Consider escalating if:
- The school fails to convene an IEP meeting after a written request
- The IEP meeting happens but the team does not address the bullying’s impact on the program
- Your child is regressing on IEP goals and the school is not modifying the program in response
- The school denies that the bullying has any connection to your child’s disability or IEP
- You believe the school is failing to provide FAPE as a result of the bullying situation
Escalation paths for IDEA violations include filing a state special education complaint with your state’s department of education, requesting a due process hearing, or filing a complaint with the U.S. Department of Education’s Office of Special Education Programs. These are formal processes with specific procedures — and they are meaningfully different from a standard bullying escalation. An educational advocate or special education attorney can help you determine which path fits your situation.
Take the Next Step
When your child has an IEP and is being bullied, the situation is more complex than most schools are prepared to handle — and more complex than most parents realize they have the right to demand be handled correctly.
- If you need help connecting your child’s IEP to the bullying situation, preparing for an emergency meeting, or deciding whether a formal complaint is appropriate, click here to book a parent strategy call.
- Before your next meeting or communication with the school, make sure you know exactly where your documentation stands. Click here to complete the Student Protection Readiness Checklist — a practical tool that helps you identify what you have and what you still need.
FAQs
Does my child's IEP automatically protect them from bullying?

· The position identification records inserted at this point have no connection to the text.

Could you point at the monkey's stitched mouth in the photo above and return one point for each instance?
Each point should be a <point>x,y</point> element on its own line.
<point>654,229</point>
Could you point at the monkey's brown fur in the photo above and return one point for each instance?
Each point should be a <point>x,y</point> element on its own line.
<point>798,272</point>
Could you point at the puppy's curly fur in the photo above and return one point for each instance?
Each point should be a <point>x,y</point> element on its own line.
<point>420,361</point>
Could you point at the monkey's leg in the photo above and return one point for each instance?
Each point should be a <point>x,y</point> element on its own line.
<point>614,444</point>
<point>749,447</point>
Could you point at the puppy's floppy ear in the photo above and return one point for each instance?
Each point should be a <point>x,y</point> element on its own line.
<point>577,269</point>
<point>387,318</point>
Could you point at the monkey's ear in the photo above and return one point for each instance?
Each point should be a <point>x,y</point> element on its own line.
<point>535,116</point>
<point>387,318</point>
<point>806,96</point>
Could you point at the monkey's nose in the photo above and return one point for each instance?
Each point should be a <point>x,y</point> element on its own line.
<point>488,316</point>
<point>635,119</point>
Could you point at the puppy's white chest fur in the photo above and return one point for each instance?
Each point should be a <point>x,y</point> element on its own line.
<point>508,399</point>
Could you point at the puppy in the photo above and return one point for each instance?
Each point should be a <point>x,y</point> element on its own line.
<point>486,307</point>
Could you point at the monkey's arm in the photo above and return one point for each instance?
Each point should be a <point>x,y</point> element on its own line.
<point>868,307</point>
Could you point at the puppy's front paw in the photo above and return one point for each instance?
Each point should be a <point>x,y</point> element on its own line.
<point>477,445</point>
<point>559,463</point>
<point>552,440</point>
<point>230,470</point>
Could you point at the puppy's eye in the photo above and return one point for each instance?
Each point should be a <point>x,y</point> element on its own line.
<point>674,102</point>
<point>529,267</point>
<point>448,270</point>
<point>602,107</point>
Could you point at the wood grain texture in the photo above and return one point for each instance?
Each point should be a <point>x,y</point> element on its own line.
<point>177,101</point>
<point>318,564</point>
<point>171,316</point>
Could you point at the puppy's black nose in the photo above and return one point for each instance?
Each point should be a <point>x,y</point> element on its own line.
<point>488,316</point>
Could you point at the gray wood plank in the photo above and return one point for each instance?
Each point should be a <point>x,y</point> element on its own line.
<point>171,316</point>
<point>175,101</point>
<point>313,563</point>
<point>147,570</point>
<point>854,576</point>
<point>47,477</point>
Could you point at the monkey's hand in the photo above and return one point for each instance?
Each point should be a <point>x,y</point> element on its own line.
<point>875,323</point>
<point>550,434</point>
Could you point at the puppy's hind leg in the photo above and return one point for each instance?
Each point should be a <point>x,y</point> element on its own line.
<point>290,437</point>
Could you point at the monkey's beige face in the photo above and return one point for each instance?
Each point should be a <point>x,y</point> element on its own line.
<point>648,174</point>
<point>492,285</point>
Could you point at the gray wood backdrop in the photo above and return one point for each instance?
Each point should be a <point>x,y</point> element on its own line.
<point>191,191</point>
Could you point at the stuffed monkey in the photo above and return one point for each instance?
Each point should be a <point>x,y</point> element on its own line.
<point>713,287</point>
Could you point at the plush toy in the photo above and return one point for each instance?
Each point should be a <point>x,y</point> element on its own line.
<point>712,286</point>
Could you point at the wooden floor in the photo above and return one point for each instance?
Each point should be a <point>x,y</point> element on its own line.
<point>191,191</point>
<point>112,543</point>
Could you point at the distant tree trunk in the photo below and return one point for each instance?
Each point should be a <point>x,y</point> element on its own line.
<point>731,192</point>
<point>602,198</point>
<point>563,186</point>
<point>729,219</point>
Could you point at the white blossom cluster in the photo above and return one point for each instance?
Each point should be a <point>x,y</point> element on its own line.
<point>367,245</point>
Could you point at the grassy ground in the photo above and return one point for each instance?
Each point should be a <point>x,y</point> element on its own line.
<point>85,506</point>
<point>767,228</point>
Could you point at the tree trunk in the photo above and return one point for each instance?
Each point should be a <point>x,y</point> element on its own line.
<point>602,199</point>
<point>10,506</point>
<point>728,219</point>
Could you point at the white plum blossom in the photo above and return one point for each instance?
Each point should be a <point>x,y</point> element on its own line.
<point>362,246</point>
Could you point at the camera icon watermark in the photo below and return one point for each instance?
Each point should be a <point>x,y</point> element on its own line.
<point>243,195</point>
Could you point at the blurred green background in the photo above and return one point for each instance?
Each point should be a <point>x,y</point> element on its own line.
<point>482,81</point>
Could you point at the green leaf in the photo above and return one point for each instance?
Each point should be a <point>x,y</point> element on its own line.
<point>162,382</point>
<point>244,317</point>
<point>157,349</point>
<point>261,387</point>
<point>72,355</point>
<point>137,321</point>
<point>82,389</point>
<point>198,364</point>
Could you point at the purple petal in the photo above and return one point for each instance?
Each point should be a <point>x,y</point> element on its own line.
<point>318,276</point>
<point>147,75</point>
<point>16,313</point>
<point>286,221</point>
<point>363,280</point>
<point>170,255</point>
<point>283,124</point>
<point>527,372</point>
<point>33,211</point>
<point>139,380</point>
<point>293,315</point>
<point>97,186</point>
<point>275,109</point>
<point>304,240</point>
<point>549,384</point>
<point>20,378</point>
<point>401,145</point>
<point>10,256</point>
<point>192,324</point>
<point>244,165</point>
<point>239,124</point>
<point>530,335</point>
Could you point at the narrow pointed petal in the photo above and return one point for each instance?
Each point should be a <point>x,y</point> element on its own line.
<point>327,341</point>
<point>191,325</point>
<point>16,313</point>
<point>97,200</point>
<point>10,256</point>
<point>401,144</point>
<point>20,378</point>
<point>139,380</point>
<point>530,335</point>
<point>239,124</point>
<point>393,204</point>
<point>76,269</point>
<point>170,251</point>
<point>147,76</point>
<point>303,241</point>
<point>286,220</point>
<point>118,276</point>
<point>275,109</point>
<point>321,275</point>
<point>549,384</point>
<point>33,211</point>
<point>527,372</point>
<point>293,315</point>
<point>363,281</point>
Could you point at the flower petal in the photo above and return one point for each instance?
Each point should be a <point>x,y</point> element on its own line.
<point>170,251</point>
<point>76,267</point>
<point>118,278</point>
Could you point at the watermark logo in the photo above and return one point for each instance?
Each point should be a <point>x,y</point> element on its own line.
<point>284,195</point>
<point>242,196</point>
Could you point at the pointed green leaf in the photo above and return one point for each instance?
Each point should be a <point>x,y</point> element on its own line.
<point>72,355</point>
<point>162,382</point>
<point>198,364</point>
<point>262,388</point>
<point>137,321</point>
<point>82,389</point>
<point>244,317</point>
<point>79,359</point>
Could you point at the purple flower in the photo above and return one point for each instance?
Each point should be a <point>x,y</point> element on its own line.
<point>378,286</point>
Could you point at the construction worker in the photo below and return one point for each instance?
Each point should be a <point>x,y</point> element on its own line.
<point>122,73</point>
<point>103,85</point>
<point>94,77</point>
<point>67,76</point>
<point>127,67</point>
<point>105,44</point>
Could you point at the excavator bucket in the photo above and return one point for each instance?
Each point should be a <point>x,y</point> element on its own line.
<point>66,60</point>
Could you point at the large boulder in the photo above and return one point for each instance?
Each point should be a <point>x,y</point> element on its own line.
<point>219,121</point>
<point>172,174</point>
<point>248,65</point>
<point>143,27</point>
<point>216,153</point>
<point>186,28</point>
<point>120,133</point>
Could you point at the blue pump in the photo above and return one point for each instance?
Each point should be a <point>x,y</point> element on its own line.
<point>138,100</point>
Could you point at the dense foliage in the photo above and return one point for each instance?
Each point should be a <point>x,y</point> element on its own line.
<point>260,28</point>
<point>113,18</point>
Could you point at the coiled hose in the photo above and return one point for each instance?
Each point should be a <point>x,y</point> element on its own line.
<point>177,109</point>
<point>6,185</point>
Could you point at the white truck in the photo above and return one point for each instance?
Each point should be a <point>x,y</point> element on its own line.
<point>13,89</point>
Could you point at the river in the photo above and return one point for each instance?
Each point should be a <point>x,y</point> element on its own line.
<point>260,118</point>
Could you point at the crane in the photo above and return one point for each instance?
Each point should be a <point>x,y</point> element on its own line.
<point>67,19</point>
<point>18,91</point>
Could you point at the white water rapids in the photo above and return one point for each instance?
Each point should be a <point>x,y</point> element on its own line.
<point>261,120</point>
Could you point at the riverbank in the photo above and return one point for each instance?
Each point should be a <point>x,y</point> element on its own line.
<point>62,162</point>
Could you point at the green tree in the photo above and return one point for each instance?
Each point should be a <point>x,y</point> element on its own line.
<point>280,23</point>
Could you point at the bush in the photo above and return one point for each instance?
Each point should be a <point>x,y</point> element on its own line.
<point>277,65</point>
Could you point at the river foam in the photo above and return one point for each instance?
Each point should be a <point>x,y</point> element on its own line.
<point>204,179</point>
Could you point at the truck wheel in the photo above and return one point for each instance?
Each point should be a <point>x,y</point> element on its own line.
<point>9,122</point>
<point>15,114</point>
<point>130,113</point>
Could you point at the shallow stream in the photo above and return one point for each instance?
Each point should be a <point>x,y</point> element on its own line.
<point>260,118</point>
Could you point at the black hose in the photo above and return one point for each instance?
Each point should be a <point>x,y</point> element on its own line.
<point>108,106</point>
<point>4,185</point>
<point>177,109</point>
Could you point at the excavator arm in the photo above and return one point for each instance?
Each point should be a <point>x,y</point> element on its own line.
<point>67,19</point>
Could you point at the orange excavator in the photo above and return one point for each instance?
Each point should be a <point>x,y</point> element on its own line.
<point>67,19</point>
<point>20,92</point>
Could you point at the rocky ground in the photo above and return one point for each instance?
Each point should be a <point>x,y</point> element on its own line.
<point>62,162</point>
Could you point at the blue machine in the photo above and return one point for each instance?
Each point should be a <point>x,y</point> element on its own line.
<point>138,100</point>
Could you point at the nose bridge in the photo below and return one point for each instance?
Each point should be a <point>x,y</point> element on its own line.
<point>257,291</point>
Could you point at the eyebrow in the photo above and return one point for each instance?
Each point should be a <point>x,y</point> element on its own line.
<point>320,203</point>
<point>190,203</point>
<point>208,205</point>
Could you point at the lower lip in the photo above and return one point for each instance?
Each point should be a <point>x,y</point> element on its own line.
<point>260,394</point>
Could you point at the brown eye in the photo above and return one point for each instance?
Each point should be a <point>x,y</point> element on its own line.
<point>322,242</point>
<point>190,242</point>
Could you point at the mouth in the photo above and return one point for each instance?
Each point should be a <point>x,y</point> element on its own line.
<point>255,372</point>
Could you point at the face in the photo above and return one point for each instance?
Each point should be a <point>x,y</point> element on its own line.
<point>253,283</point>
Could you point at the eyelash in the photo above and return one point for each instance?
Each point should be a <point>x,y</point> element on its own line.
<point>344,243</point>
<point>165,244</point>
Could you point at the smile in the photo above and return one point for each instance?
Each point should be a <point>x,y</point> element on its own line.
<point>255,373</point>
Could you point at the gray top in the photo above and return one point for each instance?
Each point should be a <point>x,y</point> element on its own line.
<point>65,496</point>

Not automatically. However, an IEP does create additional legal obligations for the school beyond standard bullying policies. When bullying affects a student with a disability, it may implicate the school’s duty to provide a Free Appropriate Public Education (FAPE) under IDEA, Section 504 protections, and potentially federal civil rights obligations depending on the situation. The IEP itself is not a shield — it becomes meaningful protection only when the impact of bullying is documented and brought into the IEP process.
What is FAPE and how does bullying affect it?
FAPE stands for Free Appropriate Public Education. Under IDEA, schools must provide students with disabilities an individualized educational program designed to meet their needs at no cost to the family. When bullying interferes with a student’s ability to attend school, access services, make progress on goals, or participate in their educational program, it may rise to the level of a denial of FAPE. In that context, bullying is not just a discipline issue — it becomes an access-to-education issue.
Can I request an IEP meeting specifically because of bullying?
Yes. Parents can request an IEP meeting at any time, and bullying that affects a child’s educational access is a valid reason. The request should be in writing and clearly explain how the bullying is impacting your child’s ability to receive services, attend school, or make progress on IEP goals. Send the request to the special education coordinator and school administration, and keep a copy for your records. Schools are generally expected to respond within a reasonable timeframe.
What if the school says the bullying has nothing to do with my child's disability?
That is a statement that should be examined carefully. In many cases, students with disabilities are targeted because of characteristics directly connected to their disability, such as communication differences, social interaction styles, behavioral regulation, or physical or cognitive traits. If there is any connection between the bullying and your child’s disability, that connection is relevant under special education law. If the school denies it, document the response and consider whether additional review by a special education advocate or attorney is appropriate.